Our interaction was minimal, really, but the street vender was ornery from the start: as I gestured to an unusual looking flower and asked him what it was, he immediately chastised me for leaning “too close” to his lilies, and reminded me that if I “broke” the flower, I would have to pay for it.
I was standing a health distance away from said flowers. Nonetheless, I apologized and repeated my question– “What flower is this? It’s beautiful!” and he barked at me begrudgingly, “I don’t know! Are you going to buy anything?”
I grew up in a family where being nice to other people was instilled in me from a young age, and it has become an aspect of the lens through which I now view the world. I also worked for a small business in college, which taught me the value of pleasant customer service– but I don’t believe in responding to rudeness with more rudeness; that just creates more negative energy.
Instead of responding to this vendor’s aggressiveness with spite or by running away, I instead chose to do something I wish more people would do: I decided to be nice.

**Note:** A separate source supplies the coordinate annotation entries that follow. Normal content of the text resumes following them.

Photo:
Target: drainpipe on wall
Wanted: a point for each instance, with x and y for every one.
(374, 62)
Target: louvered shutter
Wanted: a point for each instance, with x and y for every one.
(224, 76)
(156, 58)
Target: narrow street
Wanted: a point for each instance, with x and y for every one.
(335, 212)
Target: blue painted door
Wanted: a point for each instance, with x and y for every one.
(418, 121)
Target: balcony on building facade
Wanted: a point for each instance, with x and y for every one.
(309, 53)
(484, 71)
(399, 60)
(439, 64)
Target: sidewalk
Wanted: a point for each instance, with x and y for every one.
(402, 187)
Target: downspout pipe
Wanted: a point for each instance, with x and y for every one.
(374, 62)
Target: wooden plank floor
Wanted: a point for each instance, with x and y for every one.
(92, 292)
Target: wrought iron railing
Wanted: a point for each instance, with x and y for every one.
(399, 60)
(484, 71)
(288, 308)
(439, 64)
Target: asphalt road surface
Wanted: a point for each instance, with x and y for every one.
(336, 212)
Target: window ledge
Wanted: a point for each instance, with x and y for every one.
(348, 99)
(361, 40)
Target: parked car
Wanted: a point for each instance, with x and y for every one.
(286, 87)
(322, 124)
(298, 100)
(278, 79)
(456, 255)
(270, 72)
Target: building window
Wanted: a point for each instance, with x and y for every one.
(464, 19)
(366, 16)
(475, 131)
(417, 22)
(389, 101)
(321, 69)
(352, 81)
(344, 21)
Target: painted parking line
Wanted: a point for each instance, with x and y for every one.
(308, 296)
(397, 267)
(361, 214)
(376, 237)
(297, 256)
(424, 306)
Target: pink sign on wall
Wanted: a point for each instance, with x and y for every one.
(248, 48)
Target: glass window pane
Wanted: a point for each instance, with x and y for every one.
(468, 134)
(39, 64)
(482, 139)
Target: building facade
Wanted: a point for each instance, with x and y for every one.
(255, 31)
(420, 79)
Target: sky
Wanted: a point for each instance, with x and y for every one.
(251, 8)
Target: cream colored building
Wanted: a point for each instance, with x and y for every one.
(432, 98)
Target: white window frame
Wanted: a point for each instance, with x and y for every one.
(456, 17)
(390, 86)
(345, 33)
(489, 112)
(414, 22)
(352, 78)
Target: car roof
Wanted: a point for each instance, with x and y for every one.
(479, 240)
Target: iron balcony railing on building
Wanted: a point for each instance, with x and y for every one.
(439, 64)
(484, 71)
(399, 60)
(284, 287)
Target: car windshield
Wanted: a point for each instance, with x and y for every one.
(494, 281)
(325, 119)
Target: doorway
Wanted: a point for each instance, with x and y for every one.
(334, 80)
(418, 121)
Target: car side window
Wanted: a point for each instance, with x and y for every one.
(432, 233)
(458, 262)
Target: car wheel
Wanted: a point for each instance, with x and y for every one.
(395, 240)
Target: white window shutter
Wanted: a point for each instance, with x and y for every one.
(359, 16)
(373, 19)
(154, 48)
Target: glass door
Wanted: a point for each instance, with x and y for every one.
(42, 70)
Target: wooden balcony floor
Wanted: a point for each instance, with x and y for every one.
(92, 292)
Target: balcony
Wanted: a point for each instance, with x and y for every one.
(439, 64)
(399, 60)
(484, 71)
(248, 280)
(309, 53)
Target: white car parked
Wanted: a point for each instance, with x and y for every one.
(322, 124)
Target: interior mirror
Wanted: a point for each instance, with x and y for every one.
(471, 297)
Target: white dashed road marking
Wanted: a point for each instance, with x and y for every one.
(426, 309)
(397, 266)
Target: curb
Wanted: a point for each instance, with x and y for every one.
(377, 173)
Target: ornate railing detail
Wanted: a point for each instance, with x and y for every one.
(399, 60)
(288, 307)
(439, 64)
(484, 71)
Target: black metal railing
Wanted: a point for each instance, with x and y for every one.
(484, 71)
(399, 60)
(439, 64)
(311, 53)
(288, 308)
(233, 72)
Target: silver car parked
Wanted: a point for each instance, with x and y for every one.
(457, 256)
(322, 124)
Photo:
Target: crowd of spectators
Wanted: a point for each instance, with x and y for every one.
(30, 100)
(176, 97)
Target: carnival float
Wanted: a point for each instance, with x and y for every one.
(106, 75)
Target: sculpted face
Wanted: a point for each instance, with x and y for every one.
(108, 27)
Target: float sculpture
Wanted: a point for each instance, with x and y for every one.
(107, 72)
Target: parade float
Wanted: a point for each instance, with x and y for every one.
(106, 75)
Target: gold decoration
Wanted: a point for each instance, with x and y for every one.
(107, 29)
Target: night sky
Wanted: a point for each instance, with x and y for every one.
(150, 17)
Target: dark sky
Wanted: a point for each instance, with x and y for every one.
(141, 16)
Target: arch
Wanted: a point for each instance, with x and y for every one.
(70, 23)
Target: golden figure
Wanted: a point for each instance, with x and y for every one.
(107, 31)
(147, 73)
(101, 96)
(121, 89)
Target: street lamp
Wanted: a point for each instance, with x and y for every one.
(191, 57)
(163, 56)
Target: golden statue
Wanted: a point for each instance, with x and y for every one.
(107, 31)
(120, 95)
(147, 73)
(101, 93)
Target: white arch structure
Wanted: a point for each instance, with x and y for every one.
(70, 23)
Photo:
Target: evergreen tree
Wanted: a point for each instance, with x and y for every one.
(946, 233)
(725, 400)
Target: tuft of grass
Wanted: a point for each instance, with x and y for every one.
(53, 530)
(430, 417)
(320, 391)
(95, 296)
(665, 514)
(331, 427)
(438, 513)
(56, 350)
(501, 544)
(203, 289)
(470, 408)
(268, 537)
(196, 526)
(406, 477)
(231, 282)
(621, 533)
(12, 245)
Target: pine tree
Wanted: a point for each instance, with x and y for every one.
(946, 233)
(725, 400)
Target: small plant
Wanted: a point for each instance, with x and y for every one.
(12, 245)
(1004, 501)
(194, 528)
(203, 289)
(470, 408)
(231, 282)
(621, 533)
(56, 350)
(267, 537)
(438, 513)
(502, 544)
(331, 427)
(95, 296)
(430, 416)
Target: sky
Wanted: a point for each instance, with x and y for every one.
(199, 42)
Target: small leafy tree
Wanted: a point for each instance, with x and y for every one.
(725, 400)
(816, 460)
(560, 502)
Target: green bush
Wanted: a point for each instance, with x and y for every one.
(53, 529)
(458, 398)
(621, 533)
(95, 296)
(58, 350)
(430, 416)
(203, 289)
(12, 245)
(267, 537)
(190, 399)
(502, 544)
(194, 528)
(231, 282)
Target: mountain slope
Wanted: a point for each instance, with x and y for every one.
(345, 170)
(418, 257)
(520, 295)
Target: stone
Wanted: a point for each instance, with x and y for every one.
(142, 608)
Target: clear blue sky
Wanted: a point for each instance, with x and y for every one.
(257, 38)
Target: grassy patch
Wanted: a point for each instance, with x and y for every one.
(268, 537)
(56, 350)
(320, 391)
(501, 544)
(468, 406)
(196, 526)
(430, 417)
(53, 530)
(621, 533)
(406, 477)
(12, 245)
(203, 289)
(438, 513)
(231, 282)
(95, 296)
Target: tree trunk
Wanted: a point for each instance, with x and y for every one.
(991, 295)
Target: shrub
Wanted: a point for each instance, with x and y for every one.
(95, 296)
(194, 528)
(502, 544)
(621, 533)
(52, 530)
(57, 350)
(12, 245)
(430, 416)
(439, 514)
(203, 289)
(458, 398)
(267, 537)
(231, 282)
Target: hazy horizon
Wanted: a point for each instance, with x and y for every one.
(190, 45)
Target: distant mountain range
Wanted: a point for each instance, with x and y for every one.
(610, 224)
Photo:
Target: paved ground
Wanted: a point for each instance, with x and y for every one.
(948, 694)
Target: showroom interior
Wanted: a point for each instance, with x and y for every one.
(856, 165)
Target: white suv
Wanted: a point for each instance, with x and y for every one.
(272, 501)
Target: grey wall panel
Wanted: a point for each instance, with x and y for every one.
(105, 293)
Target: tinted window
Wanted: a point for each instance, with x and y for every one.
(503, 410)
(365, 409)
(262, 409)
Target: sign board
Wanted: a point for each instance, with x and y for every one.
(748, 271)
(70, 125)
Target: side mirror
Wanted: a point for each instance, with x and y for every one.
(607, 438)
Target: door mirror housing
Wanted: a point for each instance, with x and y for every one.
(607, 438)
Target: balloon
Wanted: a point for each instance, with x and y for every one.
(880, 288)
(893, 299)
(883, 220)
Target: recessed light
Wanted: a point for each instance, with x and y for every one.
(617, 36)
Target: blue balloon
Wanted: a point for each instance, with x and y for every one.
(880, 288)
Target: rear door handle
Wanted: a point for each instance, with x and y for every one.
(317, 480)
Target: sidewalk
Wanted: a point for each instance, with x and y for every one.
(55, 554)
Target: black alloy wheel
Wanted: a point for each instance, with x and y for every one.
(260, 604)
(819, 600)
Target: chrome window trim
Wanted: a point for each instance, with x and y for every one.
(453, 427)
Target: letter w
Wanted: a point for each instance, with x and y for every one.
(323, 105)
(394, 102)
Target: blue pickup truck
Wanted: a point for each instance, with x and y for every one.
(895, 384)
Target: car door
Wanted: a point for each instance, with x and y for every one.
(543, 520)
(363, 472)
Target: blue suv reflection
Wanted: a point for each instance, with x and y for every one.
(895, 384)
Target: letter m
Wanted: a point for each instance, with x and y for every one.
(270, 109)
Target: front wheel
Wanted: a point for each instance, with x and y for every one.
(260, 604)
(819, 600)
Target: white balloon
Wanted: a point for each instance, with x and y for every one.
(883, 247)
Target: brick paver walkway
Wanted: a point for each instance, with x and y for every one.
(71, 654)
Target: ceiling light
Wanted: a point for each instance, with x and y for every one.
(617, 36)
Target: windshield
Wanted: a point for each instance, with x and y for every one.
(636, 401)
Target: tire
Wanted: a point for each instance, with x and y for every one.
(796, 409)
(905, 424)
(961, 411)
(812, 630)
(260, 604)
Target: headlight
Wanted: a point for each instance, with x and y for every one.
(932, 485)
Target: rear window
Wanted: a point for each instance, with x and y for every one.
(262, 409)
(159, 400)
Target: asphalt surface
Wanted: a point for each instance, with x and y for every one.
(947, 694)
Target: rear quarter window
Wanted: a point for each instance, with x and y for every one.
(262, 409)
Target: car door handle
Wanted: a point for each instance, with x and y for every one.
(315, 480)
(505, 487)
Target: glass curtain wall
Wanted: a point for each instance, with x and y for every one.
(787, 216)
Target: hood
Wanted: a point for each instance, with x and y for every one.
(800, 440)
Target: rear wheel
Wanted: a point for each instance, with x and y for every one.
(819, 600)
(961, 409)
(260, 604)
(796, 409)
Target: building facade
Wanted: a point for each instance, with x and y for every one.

This, of course, is easier said then done, especially when your blood is boiling because you feel like you’ve been unjustly dismissed when you were merely asking a question. It appears that this particular flower vendor was just bitter about something beyond me or my colleague, and showed a demonstrable desire to make a sale (which I sensed based on his petulant demeanor was an increasingly rare occurrence for him). I could tell that he knew he was being kind of pill, and that this was the point in the conversation when most customers would run away. So, I decided to do something nice– I bought those flowers, and I did so with a smile.
“I’m sorry I leaned across your lilies,” I said, though I didn’t really feel the need to apologize. The second I pulled out my wallet, his demeanor seemed to soften and I could tell he was mulling over something in his mind. “No, I’m sorry–” he said, expounding on the fact that he was just upset because a lot of people “look but don’t buy”, and that further, he was recovering from an operation that he used his flower sales to fund. In a small way, that broke my heart, though I was still a little put off by his initial aggression. Finally, his mask seemed to break and he looked towards his flower stand– at first reluctantly, and then deliberately– and took out a bunch of beautiful green mums and added it to my bag. “For you,” he said, offering the flowers to me for free as something as a peace offering. I took the the flowers home and used them to style this week’s Bouquet of the Week, which you see above and below. Free flowers are lovely, but that was not my motivation here; in a world where kindness begets kindness, it pays to be nice.